A 36% rate cap is the right legislative move to end predatory lending  
The most effective way to prevent the fee drain and consequent harms of payday loans is for states to enact a rate cap of about 36% or less. These rate caps allow states to prevent and enforce unsafe lending practices, whether online or in a store. 

Active-duty military families are protected with a 36% rate cap under the federal Military Lending Act, but veterans remain unprotected and are still subject to 400% interest predatory lending in Louisiana. Currently, 18 states and the District of Columbia have enacted rate caps of about 36%, saving billions of dollars annually in abusive fees. 

Research shows  these states have achieved a combined savings of $2.2 billion per year in fees that would otherwise be paid to predatory lenders. Former borrowers report a variety of strategies to address cash flow shortfalls at a fraction of the cost of payday loans, and without the financial damage caused by payday lending including:

  • Mainstream Products 
    A number of other sources of emergency liquidity are becoming more prevalent to help cash strapped consumers. These include credit cards, lines of credit, checking, and savings accounts. 
  • Installment Loans
    Installment loans are marketed to subprime borrowers, many of whom may also be targeted by payday lenders. These loans are substantially less expensive than payday loans, though they are certainly not without their concerns, including high rates of repeat lending and rates up to the states’ interest rate caps of 36%, as well as add‐on products that significantly increase the effective interest rate. It is recommended that states regulate these products to ensure that effective interest rates are also capped. 
  • Other Products and Services 
    These include family donations, employer and non‐profit employer‐based emergency loan programs, loans from religious institutions, and extended payment plans from suppliers of consumer services.  

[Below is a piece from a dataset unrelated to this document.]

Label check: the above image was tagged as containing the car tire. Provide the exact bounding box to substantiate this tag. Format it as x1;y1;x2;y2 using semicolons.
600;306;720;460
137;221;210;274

Figure 1: Check Into Cash, a Tennessee-based payday lender, is charging Louisianans over 700% APR under the Deferred Presentment and Small Loan Act.

Figure 2: Speedy Cash, a Texas-based payday lender, is charging Louisianans almost 700% APR under the Deferred Presentment and Small Loan Act. 

The Louisiana Budget Project partnered with the Center for Responsible Lending for its work on payday lending during the 2022 Louisiana legislative session.